My Friend Called Last Night And Said He And His Brother Got Two Big Ones In White Co Sat Morn Around 11:00 Am, One Big Eight That He Said His Brother Got Would Score In The 130's And Weigh Around 140 Lbs And He Got A Big 9. He Said They Were Making Sign And Stunk From The Rut.
Dana


----------



## bowbuck (Dec 23, 2005)

*Second rut going strong*

I finally got a buck on 12-18, A 3.5 yr old four pointer in Habersham.  He was in full rut and stunk horribly. He was chasing a doe when i shot him.  He has about a 15 inch spread and 20 inch main beams.  Weighed about 130 field dressed.


----------



## Possum (Dec 23, 2005)

bowbuck said:
			
		

> I finally got a buck on 12-18, A 3.5 yr old four pointer in Habersham.  He was in full rut and stunk horribly. He was chasing a doe when i shot him.  He has about a 15 inch spread and 20 inch main beams.  Weighed about 130 field dressed.

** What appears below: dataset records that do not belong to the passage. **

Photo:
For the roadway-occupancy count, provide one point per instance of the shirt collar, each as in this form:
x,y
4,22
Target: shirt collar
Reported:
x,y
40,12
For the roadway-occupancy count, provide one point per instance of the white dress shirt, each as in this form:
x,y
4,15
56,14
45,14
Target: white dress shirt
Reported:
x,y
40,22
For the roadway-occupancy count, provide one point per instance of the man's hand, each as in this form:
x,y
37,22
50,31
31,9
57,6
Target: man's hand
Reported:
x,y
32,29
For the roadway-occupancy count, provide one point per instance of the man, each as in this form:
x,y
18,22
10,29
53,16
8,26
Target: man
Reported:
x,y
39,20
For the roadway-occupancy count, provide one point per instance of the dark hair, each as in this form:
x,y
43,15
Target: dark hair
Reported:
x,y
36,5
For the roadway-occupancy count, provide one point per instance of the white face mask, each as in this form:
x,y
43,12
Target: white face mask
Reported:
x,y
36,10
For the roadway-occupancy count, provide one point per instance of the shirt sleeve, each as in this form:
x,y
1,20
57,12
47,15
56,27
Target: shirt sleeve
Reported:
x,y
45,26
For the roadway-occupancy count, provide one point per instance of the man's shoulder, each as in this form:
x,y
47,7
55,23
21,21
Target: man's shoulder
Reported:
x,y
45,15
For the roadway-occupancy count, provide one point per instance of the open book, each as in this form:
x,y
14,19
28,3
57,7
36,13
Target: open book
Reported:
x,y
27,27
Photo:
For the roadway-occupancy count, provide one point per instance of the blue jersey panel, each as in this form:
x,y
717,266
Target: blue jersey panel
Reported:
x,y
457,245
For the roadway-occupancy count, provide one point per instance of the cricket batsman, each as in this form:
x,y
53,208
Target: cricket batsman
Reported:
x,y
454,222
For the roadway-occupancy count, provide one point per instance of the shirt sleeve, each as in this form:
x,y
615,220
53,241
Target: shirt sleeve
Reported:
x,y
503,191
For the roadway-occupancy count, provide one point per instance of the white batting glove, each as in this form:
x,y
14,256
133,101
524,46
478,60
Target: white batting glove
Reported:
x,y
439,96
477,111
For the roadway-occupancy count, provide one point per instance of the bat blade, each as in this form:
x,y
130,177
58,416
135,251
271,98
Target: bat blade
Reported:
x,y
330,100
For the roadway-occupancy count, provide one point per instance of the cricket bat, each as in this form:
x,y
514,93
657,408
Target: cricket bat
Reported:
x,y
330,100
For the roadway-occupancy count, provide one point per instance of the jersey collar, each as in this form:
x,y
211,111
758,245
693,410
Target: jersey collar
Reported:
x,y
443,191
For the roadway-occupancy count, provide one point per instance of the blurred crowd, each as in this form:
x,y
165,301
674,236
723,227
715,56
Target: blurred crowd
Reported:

Where were you hunting? I swear Ive seen that same buck.


----------



## bowbuck (Dec 25, 2005)

*Don't believe I said*

just joking, hunting near batesville. He was with 4 other bucks and about 7 does in a food plot. I watched him run all the 1.5 yr olds off and decided it was his day to die.   I live in northern habersham near rabun and saw an eight today that chased deer through my yard that would go around 115"-120".  I almost fell out the window, he escaped before i could get a gun on him.  Maybe this week.  Merry Christmas to all.


----------



## Possum (Dec 26, 2005)

I saw a huge 4 pointer last year off Tugaloo village rd. I let him walk and shot the doe he was with. I thought he might have been the same one you got. I hunt around Tallulah Falls, do you hunt private or gov. land? I used to live on Shirley Grove Rd., do I know you?


----------



## Possum (Dec 29, 2005)

Here are a few things Ive killed on gov. land in Habersham this year


----------



## ponyboy (Jan 14, 2006)

congrats possum , coolpics .............


----------



## ngabearhunter (Jan 14, 2006)

Go get 'em possum, I'm most envious of your bear! Did you ever score it?


----------